Joseph Robinette Biden Jr. was elected the nation’s 46th president Saturday in a repudiation of President Trump powered by legions of women and minority voters who rejected his handling of the corona virus pandemic and his divisive, bullying conduct in office. America has chosen Democrat Joe Biden as its 46th president, turning at a time of national crisis to a man whose character was forged by aching personal tragedy and who is pledging to restore calm and truth after Donald Trump‘s exhausting and manic single term.

After four full days of waiting patiently for the slow march of vote counting to work itself out, Democratic vice presidential candidate Joseph R Biden, 77, pulled off one of the great political turnarounds in America by defeating Donald Trump in the US 2020 election.
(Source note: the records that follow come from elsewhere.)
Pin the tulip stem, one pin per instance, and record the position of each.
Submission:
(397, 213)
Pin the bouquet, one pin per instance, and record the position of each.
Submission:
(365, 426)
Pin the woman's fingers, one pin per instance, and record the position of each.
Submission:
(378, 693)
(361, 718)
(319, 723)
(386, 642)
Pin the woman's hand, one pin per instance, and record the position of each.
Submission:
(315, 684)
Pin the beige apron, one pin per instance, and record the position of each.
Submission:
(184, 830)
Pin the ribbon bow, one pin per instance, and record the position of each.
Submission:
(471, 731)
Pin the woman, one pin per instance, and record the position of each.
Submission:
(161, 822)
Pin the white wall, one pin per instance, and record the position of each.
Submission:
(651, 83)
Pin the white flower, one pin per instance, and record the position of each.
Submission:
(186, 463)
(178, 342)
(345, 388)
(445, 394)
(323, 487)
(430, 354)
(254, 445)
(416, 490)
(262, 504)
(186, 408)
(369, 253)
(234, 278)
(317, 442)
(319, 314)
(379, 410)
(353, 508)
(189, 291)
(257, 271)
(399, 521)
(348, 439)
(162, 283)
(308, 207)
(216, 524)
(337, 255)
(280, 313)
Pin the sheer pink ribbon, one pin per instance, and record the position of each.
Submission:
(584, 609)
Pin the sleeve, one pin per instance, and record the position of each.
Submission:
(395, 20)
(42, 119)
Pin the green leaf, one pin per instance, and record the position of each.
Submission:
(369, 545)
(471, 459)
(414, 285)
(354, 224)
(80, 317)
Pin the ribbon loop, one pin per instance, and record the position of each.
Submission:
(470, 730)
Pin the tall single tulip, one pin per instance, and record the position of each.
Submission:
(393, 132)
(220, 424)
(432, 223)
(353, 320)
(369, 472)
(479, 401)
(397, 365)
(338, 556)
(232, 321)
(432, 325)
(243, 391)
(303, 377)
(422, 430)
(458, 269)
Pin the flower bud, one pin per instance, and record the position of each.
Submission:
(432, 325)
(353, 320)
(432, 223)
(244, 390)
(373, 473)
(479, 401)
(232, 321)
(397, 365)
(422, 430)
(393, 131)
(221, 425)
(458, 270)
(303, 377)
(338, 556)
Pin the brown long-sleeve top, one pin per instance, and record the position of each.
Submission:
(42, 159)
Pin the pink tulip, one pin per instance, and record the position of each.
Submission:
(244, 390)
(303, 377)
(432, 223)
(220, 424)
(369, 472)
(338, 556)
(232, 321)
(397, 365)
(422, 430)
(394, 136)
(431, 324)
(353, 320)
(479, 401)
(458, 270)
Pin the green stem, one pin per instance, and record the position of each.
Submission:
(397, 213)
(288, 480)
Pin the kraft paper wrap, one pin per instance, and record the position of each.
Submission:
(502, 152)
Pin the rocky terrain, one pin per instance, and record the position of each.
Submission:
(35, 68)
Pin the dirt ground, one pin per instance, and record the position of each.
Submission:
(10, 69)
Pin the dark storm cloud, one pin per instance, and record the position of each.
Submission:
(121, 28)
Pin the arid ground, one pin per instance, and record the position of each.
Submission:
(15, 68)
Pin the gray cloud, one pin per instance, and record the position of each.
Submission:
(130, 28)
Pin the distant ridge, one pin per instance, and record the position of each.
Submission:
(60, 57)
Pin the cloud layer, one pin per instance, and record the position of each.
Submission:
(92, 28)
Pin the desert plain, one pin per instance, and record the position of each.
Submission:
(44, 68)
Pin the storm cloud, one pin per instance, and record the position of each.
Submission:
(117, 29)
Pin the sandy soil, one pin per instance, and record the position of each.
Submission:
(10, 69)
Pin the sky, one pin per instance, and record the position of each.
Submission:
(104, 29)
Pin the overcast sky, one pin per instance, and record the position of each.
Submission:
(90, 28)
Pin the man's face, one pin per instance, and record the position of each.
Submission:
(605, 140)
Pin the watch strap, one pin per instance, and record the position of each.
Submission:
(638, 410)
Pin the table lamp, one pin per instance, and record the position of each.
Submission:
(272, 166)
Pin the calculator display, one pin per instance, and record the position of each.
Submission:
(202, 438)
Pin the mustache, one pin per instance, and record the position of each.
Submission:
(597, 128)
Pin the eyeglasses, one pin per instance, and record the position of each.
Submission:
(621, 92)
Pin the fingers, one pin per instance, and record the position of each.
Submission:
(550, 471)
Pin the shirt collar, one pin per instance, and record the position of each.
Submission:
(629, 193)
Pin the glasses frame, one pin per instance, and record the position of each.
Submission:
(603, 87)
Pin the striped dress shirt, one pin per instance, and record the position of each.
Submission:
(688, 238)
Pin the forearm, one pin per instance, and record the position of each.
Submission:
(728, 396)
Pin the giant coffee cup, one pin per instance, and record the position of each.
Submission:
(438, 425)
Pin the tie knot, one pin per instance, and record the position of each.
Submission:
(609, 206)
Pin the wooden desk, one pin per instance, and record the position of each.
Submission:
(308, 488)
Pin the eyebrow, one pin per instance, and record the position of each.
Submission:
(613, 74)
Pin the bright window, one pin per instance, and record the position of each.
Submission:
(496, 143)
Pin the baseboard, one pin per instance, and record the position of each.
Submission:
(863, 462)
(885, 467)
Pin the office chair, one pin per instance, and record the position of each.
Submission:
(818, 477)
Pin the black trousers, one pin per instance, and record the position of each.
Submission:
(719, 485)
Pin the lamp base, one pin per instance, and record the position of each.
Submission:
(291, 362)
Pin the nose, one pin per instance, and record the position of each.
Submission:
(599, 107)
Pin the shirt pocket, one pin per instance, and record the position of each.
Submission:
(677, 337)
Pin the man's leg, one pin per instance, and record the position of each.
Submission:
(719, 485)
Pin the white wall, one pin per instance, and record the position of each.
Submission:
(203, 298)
When he is sworn in on January 20, 2021, Biden will be 78. Exactly 160 years ago around this time, Abraham Lincoln was elected US President.

The Associated Press called the 2020 election for Democratic nominee Joe Biden after calling the race in Pennsylvania, giving the former vice president more than the 270 electoral votes needed to capture the presidency. “I pledge to be a president who seeks not to divide but unify, who doesn’t see red states and blue states, only sees a United States,” Biden said.

Biden’s victory was the culmination of four years of struggle for Democrats and others who have resisted Trump. It was celebrated by an emotional outpouring in cities coast to coast that ended with a tailgate-style victory party in Biden’s hometown of Wilmington, Del. The election took four days to be resolved after the former vice president was projected to win a series of battleground states, and was clinched by the state where he was born, Pennsylvania.

Voters also made history in electing as vice president Kamala Devi Harris, 56, a senator from California and daughter of Jamaican and Indian immigrants who will become the country’s first woman, first Black person and first Asian American to hold the No. 2 job.In a prime-time speech to flag-waving supporters outside the Chase Center in Wilmington, Biden made no mention of Trump’s intransigence, instead offering an olive branch to the president’s supporters and imploring all Americans to “put away the harsh rhetoric” and end “this grim era of demonization.”

“To make progress, we must stop treating our opponents as our enemy,” Biden said, before referring to the Book of Ecclesiastes. “The Bible tells us that to everything there is a season — a time to build, a time to reap, a time to sow. And a time to heal. This is the time to heal in America.” Before introducing Biden, Harris acknowledged the history-making reality of her election, saying she stood on the shoulders of trailblazing women and would do her best to join their ranks.

The current occupant of the White House continues to project a defiant public posture, though. White House insiders, although deflated, have been sending signals that Trump has no plans to concede until every last fight is finished. Five states are yet to report final results. Trump is fuming, he remains defiant and continues to allege “fraud” in Pennsylvania and other battlegrounds. His children have chimed into the overall White House meltdown, in terms that generally occupy the wide arc between what’s “legal” and “illegal”. While President Trump is contesting the outcome of the election, experts see no clear path to reversing the results, since Biden has won too many electoral college votes and is too far ahead in key states for legal challenges to make much of a difference.

Biden is a sharp contrast to Trump, both in the personal and political realm. The last three days in particular have shown Americans glimpses of that very difference. Biden spent every day since November 3 trying to ease tensions and delivering his messages with little outward show of anxiety. The disciplined nature of the campaign extends to plans for the lame duck phase of the Trump presidency. Two full days before the final results came, the Biden campaign unveiled its transition website, underscoring its quiet confidence in what was to come.

Former President Barack Obama released a statement that served as testimonial to the character of his former vice president and asked Americans to set aside their political differences and give him a chance.  “When he walks into the White House in January, he’ll face a series of extraordinary challenges no incoming President ever has — a raging pandemic, an unequal economy and justice system, a democracy at risk, and a climate in peril,” Obama wrote. “I know he’ll do the job with the best interests of every American at heart, whether or not he had their vote.”  The former President asked every American to “give him a chance and lend him your support.”